Modelled on ``tests/test_snsr.py::test_Session_push_spotter`` and
``::test_Session_run_stt_reset`` from the ``snsr`` binding test
suite.

STT support is a TrulyNatural-only feature. On builds that do not
include it (notably TrulyHandsfree), the script prints a clear
"STT not supported" line and exits 0 so it composes cleanly with
the SDK's acceptance test.

Usage::

    uv run src/stt_push.py [--sdk-root PATH]
"""

from __future__ import annotations

import argparse
import sys
from pathlib import Path

import snsr


MODEL = "stt-enUS-automotive-medium-2.3.15-pnc.snsr"
AUDIO = "voice-genie-set-cruise-control.wav"
CHUNK_BYTES = 480
CUSTOM_VOCAB = "voice genie, set cruise control"

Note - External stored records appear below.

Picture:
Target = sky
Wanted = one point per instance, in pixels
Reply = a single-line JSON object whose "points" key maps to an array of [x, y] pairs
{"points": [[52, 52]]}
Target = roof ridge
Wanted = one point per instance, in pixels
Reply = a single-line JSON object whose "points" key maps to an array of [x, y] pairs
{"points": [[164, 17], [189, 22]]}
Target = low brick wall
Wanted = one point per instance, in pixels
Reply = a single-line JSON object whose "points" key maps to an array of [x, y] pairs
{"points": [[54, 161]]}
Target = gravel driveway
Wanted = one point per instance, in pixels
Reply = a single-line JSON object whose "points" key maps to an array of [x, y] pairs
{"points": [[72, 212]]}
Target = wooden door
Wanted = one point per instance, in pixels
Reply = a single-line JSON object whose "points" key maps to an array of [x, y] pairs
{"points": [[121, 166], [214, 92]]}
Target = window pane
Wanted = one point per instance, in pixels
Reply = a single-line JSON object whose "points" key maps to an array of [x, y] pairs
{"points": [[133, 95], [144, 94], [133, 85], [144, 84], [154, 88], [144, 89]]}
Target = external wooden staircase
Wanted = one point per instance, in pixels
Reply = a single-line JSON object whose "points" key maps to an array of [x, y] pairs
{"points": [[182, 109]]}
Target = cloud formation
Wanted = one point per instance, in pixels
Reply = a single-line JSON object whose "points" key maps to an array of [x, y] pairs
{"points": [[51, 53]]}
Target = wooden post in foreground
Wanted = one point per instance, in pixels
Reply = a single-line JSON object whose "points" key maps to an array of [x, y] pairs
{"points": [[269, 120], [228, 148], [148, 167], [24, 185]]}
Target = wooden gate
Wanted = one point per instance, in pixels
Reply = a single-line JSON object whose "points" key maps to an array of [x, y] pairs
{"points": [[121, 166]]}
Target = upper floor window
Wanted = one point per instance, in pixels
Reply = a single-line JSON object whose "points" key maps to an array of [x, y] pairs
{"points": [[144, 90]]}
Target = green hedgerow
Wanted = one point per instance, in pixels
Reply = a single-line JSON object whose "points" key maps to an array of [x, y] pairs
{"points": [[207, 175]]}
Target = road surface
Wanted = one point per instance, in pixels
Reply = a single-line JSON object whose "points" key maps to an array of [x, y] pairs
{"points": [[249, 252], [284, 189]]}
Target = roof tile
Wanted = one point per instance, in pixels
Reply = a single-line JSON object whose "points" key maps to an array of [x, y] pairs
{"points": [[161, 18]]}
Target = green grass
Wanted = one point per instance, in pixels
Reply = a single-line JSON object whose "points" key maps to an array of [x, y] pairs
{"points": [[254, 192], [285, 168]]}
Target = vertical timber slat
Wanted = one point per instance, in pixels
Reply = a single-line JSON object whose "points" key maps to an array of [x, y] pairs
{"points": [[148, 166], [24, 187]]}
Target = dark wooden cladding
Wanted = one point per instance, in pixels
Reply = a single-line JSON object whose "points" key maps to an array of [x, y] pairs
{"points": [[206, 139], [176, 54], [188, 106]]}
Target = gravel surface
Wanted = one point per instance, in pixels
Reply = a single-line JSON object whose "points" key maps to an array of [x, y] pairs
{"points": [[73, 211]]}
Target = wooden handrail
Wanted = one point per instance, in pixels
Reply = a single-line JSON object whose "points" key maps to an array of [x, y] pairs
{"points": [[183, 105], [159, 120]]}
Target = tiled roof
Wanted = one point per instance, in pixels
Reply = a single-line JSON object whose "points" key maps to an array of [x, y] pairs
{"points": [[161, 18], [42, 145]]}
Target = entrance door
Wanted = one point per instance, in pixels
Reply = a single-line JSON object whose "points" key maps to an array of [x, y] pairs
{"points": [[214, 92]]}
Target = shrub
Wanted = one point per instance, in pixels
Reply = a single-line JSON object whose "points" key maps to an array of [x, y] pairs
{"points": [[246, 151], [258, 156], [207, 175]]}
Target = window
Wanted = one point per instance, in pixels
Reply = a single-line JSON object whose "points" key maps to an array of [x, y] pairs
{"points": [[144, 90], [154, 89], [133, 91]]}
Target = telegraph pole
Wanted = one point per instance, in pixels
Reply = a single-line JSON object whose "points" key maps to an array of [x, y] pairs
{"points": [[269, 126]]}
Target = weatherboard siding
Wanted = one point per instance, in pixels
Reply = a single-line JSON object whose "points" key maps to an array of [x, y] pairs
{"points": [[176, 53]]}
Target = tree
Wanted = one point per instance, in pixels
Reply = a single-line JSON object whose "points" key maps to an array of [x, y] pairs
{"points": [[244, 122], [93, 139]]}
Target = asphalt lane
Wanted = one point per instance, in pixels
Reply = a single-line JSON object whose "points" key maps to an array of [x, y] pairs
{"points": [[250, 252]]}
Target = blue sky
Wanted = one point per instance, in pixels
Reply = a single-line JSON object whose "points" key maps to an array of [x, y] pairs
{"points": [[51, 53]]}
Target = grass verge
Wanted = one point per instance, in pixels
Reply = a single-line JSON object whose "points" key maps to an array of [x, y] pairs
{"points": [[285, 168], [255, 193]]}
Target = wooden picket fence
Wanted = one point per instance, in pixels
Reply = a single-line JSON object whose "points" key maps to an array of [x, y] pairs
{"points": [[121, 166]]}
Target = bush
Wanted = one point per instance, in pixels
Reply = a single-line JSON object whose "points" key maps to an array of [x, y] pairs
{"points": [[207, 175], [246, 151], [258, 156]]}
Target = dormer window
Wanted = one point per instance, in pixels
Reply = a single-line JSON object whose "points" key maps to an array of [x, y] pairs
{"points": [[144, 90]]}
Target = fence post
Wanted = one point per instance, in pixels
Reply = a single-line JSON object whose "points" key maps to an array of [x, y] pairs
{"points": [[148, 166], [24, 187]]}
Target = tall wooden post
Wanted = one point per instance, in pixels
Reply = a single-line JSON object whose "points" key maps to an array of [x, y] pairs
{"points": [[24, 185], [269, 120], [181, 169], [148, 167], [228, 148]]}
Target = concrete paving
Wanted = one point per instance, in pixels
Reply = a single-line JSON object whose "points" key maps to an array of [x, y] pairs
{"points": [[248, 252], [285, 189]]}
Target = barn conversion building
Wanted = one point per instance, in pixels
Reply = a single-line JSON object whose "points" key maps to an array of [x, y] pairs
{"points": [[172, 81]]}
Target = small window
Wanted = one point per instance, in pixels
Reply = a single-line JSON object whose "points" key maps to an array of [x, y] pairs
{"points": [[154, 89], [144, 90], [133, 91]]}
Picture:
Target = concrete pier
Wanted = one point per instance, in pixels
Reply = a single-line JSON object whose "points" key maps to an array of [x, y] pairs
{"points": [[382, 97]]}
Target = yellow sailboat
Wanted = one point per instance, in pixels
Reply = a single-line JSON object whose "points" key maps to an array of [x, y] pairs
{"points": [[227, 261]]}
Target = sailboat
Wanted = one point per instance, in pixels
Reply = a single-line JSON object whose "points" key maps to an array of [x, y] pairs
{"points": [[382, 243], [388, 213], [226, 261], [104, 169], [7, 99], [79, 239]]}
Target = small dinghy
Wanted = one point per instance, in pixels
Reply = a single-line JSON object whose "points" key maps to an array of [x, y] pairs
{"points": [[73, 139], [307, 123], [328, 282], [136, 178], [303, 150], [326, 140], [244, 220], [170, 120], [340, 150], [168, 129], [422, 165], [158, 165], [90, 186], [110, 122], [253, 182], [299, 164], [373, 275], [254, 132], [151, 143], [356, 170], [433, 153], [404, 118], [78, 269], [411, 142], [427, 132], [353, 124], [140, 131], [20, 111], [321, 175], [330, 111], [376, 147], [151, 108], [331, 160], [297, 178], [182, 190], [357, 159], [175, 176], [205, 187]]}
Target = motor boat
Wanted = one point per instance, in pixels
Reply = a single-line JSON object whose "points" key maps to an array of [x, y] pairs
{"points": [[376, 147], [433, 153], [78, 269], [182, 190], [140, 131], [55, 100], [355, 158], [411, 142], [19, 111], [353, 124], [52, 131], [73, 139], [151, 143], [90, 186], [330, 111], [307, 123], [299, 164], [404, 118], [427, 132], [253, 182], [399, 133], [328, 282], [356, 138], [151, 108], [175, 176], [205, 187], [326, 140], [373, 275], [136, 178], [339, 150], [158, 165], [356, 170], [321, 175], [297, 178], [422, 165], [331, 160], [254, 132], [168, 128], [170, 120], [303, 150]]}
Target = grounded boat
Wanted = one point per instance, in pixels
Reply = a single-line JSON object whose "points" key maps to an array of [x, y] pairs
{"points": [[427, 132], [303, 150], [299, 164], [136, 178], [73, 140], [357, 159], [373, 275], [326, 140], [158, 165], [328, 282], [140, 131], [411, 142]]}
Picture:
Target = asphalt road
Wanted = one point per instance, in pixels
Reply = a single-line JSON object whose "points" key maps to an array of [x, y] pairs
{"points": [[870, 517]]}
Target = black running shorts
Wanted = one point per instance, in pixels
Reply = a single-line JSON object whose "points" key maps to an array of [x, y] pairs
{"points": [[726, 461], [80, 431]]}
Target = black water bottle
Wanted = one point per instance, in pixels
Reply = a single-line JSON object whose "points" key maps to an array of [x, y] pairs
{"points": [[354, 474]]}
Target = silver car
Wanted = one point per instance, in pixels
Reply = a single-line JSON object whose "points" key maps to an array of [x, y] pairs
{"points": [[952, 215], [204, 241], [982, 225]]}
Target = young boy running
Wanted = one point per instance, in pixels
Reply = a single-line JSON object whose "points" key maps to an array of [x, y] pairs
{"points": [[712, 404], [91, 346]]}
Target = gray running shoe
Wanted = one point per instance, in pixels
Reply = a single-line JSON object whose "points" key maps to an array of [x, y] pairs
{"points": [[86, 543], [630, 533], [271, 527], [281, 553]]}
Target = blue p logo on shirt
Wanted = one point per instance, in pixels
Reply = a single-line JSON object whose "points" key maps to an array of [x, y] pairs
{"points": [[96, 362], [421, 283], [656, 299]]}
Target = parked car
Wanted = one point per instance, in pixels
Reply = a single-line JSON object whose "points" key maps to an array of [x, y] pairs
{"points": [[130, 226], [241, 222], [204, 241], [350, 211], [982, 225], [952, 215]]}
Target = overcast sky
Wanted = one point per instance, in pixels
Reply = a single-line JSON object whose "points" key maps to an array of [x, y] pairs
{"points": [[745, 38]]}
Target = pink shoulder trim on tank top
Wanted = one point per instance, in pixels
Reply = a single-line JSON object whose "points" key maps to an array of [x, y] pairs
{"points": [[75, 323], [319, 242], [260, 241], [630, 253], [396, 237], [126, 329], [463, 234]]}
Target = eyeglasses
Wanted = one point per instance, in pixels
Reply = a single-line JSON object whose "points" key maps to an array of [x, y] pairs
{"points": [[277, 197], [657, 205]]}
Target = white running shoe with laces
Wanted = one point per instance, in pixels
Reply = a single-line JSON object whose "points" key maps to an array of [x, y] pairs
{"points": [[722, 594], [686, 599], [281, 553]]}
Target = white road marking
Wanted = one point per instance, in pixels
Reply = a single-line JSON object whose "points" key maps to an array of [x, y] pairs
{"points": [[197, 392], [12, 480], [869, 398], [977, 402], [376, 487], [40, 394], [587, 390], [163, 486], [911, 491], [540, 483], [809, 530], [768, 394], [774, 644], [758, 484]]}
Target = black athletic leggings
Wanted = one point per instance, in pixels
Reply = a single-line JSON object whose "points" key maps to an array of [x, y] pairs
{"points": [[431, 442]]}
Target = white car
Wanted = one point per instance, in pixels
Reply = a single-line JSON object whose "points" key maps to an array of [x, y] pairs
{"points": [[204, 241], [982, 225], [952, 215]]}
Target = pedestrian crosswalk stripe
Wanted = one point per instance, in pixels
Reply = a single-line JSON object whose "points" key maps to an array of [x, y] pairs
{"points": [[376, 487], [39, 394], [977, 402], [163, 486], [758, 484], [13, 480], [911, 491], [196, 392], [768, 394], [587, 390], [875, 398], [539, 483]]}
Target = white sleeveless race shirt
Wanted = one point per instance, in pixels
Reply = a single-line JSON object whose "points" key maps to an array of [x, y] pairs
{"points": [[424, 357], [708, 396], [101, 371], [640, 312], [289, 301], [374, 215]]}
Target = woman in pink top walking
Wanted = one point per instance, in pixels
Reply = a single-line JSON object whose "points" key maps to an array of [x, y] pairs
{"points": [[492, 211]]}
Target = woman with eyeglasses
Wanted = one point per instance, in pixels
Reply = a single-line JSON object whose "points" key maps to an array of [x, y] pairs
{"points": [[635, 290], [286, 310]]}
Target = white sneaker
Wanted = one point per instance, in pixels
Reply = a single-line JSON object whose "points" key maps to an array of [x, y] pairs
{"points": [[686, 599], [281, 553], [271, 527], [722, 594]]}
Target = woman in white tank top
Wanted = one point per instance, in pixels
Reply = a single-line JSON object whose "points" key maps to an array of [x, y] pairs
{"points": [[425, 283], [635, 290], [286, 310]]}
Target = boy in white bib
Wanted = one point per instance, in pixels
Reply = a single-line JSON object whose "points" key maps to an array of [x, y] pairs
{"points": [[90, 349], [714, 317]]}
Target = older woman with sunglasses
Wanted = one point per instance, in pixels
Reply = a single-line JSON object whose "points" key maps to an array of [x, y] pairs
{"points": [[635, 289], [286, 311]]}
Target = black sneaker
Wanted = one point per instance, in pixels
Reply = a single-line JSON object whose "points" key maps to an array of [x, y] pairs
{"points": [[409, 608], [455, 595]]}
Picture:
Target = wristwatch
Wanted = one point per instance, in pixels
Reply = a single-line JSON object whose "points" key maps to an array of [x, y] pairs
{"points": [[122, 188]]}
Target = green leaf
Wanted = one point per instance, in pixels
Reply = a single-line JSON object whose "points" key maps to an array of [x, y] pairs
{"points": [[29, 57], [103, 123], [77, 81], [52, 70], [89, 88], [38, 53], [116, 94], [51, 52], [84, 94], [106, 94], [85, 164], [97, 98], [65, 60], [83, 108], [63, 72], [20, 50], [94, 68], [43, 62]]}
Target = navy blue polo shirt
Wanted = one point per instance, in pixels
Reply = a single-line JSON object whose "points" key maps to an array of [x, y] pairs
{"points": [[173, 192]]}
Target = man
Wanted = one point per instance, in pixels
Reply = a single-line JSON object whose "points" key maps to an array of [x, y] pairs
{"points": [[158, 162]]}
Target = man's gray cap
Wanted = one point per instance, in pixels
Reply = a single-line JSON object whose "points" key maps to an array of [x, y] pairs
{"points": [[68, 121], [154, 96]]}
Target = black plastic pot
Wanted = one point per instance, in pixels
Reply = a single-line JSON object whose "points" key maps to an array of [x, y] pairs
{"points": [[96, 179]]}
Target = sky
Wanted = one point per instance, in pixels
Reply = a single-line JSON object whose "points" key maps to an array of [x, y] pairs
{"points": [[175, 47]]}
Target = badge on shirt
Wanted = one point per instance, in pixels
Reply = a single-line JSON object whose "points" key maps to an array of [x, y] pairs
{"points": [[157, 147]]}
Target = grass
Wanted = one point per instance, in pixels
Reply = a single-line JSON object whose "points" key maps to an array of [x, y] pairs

def default_sdk_root() -> Path:
    return Path(__file__).resolve().parents[3]


def parse_args(argv: list[str] | None = None) -> argparse.Namespace:
    parser = argparse.ArgumentParser(description=__doc__.splitlines()[0])
    parser.add_argument(
        "--sdk-root",
        type=Path,
        default=default_sdk_root(),
        help="TrulyNatural SDK install root (default: auto-detect)",
    )
    return parser.parse_args(argv)


def stt_supported() -> bool:
    """Return True if the loaded ``snsr`` build supports STT.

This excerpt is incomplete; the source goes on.